Chris Fellows writes in the Australian:
I KEEP reading reports ("UNE legal bill rises to $1.3 million", HES online, May 29) that the University of New England receives a larger proportion of its income from the federal Government than any other Australian university as if this were a bad thing.
A public university should be accountable to the public and align its activities with the public interest. This is most likely to happen if it is funded by the citizens of Australia through our federal Government because he who pays the piper calls the tune. Every week I read in the HES stories about universities in trouble because their investments have tanked, or overseas student numbers have dropped, or a sweet deal with industry has led to a conflict of interest.

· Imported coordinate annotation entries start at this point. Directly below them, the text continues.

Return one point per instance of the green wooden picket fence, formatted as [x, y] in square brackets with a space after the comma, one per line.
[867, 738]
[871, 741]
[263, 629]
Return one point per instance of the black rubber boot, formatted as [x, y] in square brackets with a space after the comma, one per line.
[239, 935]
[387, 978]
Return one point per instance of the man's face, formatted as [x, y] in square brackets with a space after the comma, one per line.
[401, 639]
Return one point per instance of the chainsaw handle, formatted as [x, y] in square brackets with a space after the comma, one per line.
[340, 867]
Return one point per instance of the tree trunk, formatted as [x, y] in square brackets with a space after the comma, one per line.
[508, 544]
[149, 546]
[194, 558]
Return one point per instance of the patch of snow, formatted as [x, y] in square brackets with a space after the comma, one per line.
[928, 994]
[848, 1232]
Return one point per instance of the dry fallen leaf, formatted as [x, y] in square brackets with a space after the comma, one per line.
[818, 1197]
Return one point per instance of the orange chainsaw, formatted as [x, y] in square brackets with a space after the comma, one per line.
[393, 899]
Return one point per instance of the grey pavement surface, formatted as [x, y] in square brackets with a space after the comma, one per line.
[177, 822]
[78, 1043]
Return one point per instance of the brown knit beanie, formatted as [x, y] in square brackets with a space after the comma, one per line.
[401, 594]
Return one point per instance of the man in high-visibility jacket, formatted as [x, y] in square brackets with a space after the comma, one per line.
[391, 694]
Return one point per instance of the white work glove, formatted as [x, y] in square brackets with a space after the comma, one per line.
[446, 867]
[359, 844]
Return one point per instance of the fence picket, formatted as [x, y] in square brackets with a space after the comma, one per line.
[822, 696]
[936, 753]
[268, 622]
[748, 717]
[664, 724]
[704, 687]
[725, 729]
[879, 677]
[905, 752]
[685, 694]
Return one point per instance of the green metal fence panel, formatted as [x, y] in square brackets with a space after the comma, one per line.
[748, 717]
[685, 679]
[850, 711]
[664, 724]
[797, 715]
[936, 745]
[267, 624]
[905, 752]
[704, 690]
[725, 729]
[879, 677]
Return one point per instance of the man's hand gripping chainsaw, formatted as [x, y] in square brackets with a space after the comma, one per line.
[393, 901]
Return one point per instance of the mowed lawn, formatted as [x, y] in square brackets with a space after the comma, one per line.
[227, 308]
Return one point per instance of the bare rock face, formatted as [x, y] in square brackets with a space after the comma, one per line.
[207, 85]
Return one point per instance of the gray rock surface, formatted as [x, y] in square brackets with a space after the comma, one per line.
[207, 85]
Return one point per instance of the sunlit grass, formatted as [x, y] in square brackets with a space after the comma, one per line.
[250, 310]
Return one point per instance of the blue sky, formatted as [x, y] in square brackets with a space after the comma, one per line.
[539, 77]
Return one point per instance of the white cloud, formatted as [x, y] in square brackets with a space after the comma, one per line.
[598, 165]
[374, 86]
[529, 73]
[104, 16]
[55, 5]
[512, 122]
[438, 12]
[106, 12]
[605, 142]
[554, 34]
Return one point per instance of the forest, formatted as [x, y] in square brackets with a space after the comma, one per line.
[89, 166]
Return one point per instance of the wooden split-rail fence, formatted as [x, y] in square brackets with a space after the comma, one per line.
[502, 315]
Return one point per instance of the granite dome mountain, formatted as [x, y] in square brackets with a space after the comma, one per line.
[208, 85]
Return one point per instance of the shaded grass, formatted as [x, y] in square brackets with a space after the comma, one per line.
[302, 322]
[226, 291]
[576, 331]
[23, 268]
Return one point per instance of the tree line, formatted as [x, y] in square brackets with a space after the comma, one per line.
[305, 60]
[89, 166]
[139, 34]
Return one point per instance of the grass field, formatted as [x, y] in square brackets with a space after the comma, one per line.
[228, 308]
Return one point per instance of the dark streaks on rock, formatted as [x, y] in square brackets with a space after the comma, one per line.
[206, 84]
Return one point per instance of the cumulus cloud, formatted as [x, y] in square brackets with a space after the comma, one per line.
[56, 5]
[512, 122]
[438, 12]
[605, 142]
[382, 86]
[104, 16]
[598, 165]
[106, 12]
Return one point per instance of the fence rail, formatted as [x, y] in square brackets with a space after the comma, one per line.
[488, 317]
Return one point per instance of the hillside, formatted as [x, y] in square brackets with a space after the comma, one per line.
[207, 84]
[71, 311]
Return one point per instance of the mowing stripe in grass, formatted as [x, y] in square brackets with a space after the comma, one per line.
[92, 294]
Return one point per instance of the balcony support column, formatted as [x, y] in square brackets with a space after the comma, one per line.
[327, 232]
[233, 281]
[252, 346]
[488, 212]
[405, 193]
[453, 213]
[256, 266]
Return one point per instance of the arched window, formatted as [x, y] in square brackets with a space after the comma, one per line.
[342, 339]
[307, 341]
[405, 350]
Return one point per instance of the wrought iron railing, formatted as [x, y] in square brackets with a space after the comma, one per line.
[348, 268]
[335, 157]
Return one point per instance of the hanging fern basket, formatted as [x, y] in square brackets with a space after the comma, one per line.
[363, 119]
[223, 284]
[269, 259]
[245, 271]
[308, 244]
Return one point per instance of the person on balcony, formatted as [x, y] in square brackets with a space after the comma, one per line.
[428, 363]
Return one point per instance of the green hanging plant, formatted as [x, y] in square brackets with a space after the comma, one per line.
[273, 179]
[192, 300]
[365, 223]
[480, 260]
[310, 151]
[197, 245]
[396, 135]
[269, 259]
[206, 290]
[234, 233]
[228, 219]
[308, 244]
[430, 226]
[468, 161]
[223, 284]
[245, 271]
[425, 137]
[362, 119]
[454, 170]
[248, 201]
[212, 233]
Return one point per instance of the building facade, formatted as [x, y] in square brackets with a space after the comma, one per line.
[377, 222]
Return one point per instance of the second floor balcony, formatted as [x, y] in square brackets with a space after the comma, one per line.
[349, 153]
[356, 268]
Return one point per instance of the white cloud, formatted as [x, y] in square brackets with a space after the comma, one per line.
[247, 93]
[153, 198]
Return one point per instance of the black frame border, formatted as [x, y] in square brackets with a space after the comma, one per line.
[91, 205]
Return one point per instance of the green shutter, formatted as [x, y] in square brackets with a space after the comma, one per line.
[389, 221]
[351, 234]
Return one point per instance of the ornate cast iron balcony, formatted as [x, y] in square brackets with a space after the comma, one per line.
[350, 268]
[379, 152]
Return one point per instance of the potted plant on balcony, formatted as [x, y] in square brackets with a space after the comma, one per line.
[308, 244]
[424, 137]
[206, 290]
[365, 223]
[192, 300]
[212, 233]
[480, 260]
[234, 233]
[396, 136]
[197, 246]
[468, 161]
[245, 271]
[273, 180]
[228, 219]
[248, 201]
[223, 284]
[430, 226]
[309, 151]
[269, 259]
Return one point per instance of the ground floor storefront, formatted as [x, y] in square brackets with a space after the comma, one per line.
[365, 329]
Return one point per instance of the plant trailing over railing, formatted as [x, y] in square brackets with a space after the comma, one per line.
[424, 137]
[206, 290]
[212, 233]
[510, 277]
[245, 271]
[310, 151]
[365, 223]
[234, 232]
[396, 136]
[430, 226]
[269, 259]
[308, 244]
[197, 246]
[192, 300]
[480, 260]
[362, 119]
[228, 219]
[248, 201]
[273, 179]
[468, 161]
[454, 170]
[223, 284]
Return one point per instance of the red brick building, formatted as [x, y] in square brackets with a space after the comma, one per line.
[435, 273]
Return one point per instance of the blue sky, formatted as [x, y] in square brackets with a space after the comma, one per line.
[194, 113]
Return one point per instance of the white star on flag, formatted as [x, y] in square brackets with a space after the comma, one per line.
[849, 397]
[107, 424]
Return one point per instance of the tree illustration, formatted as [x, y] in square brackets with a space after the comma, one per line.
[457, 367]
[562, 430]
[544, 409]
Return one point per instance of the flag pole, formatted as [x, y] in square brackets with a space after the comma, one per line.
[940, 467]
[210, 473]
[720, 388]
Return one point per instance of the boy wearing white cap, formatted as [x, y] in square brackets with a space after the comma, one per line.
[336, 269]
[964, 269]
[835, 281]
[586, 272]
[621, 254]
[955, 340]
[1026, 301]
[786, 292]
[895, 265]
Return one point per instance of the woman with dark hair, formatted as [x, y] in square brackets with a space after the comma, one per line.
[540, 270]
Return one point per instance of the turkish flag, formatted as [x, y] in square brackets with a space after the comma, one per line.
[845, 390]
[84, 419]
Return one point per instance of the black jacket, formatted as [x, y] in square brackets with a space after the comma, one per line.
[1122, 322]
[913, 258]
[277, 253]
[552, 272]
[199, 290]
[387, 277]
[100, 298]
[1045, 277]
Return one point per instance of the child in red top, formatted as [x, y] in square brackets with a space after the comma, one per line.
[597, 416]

It would not be in the national interest if the federal Government provided 50 per cent of the navy's funding and forced it to obtain the rest by offering cruises and hiring ships out to foreign countries. Equally, it is not in Australia's interest to make public tertiary education - a critical part of our national infrastructure - dependent on narrow sectors of the community, or overseas customers, whose goals may not align with those of the nation.
Marconomically speaking, of course, I disagree with the specifics of the assertion, that universities are better for the country if they are run by the public purse, while at the same time agreeing with the gist that "Infrastructure" should be publicly funded.
The question is, which aspects of a university are "infrastructure" (Long term investments which benefits a lot of people, with no easy way to charge the people that benefit), and which aspects are products and service that people need and/or desire at an individual level, are willing to pay for, and private enterprises can make money from it by providing it the best way?
The infrastructure aspect of a University (Buildings, utilities, roads, long term equipment, general research projects etc.) ought to be funded publicly, and the Product/service aspects( gaining qualifications suitable for employment, industry specific research and development etc.) ought to be funded privately.
The private enterprises ought to be charged a rental and or tax for the infrastructure aspects which they use to sell the products or services which they charge for.
This issue screams that Universities should split off private arms, and look at divesting the aspects that are better handled by private enterprise.